Supporting the idea that different pathophysiologies may underlie different components of DE, we found that different risk factors were associated with different symptoms and signs of disease and also that patients with self-reported dry mouth had a higher frequency of several DE components including severe symptoms, ATD, and corneal staining. This is not surprising given the known relationship between Sjögren’s syndrome and ATD.32 Interestingly though, most patients with dry mouth complaints did not have a clinical diagnosis of Sjögren’s syndrome, supporting data that the condition may be underdiagnosed in the population.33 In addition, our study supports prior work linking GI ulcer medication to DE symptoms,34 perhaps through their antihistamine effect. However, dissimilar to prior studies,1,34 we did not find a significant association between the use of anti-histamine and DE symptoms.

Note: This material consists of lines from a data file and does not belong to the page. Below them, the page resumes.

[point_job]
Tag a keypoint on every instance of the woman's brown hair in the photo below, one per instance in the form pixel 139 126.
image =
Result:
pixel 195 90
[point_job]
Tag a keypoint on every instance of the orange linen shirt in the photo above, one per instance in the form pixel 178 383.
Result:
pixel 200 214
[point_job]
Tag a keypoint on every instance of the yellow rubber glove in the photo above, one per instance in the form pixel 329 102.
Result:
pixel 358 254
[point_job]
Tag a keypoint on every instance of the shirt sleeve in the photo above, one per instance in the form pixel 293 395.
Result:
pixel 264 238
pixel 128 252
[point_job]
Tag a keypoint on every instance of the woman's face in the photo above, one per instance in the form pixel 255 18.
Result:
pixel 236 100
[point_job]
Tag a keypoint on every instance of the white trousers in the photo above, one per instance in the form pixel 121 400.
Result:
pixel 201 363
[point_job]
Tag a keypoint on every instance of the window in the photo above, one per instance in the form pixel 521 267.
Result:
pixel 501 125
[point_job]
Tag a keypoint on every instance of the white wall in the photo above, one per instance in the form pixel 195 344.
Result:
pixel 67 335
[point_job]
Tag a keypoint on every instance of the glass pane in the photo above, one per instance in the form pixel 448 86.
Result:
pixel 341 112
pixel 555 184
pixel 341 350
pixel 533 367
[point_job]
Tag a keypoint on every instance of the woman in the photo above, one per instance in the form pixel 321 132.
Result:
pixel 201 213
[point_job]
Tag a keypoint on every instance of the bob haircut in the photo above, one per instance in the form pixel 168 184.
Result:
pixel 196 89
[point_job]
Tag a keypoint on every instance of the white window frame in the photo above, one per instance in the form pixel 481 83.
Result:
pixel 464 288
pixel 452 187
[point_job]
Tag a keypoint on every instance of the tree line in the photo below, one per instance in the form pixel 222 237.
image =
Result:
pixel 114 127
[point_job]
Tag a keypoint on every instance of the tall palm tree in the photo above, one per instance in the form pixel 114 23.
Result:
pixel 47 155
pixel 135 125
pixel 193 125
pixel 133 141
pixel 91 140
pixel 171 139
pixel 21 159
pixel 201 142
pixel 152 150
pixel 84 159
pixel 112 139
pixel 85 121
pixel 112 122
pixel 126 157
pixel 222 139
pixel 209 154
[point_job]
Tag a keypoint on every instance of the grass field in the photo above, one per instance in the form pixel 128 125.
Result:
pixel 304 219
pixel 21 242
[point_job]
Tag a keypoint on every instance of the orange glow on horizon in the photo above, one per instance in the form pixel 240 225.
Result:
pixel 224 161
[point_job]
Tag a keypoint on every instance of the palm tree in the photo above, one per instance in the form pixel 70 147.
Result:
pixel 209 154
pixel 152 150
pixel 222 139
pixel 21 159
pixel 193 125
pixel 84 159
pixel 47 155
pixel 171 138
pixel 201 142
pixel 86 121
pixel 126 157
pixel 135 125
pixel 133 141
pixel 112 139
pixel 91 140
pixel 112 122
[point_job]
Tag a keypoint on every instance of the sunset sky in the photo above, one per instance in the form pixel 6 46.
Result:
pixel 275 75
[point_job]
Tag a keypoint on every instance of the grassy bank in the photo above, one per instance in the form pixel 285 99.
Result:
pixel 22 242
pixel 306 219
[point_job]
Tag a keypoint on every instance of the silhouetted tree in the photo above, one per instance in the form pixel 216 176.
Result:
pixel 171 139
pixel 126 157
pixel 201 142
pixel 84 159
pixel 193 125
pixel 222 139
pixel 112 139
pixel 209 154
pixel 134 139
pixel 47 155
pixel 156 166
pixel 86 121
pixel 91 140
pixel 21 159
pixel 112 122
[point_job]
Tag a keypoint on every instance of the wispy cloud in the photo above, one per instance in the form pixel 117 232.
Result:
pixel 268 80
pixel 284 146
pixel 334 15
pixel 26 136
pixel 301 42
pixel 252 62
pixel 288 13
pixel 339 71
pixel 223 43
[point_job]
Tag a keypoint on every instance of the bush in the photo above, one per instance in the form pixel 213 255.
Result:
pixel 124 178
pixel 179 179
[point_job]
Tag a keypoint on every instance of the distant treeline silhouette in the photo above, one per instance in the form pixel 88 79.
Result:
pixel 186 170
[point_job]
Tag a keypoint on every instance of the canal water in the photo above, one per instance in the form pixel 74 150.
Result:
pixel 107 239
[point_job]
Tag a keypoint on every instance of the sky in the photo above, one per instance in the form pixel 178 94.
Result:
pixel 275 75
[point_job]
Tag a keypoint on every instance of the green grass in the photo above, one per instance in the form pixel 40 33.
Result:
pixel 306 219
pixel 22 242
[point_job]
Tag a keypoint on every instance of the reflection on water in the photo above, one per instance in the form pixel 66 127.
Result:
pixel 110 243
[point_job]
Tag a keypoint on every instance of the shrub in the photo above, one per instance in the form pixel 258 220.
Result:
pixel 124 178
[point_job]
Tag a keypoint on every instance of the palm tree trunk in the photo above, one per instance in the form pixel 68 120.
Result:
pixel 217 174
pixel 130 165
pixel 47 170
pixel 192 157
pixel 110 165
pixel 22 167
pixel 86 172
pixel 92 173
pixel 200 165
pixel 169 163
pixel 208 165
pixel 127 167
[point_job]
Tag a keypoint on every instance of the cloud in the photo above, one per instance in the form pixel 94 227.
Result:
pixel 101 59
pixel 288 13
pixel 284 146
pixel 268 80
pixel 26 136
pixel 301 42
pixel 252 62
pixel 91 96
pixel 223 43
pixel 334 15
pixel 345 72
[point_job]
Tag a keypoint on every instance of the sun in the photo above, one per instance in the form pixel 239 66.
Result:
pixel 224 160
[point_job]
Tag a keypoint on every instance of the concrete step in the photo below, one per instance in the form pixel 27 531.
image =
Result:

In our population, DE symptoms were not significantly associated with age, and in fact, those 46–55 years old had the second highest frequency of symptoms. These findings are in line with the studies demonstrating DE symptoms in younger individuals, especially in those with occupational exposures such as video display terminal use.7,18,35 For example, Uchino et al35 reported that >4 hours of video display terminal use was associated with severe symptoms and clinical diagnosed DE disease. In our population, we did not see a difference in severe DE symptom frequency by indoor versus outdoor work. However, we did not specifically stratify individuals by hours of video display terminal use. In a similar manner, we found that male and female patients were equally likely to report severe DE symptoms. Initially, it was thought that the disease affected women predominantly, but our data adds to the existing literature that men also complain of severe DE symptoms and are frequently found to have the signs of DE.36,37 In fact, Galor et al37 reported that 19% of men in a US Veterans Affairs population carried a diagnosis of DE and 68% of patients evaluated in her tear parameter study had one or more signs of the disease.26

MGD is a common finding in older adults, and our data support prior findings that the frequency of MGD increases with age.15,25,38 Our study also found a sex difference in MGD frequency with male patients being more likely to have abnormal meibum quality compared with female patients. This is again supported by the literature as prior studies have found a higher frequency of gland drop, lid margin telangiectasia, and meibomian gland orifice plugging in male patients compared with female patients.39,40 One potential explanation for this is that androgen levels are known to decrease in aging males39 and low androgen levels have been linked with MGD in a number of different populations.41 Unexpectedly, CL use was found to be protective for MGD, in contrast to prior studies, which reported an increased frequency of MGD in CL wearers.15,42,43 Other studies, however, have not found differences in MGD by CL use.15,44,45

Limitations

This study must be considered in the setting of its limitations. This study was hospital based, without referral information available for the patients, and therefore the findings cannot be directly extrapolated to the general population or private clinical setting. Furthermore, only some but not all DE signs were measured, and therefore we cannot comment on the epidemiology of these metrics (eg, osmolarity, eyelid vascularity, and ocular surface inflammation) in our population. Furthermore, our study was cross-sectional in nature, and as such, the temporal variability of symptoms and signs of DE in our population is unknown. Finally, the frequencies of several comorbidities (eg, use of contact lens, depression, and use of antidepressant medications) were low in our population, limiting our power to assess the effect of these comorbidities on the various components of DE. Despite these limitations, our study adds to the understanding of the frequency and risk factors for DE in Hispanic populations. Furthermore, we found that different risk factors are associated with different aspects of DE. This information is important for the clinicians as it supports the idea that DE is a heterogeneous condition with different patient populations being at variable risk for different components of disease.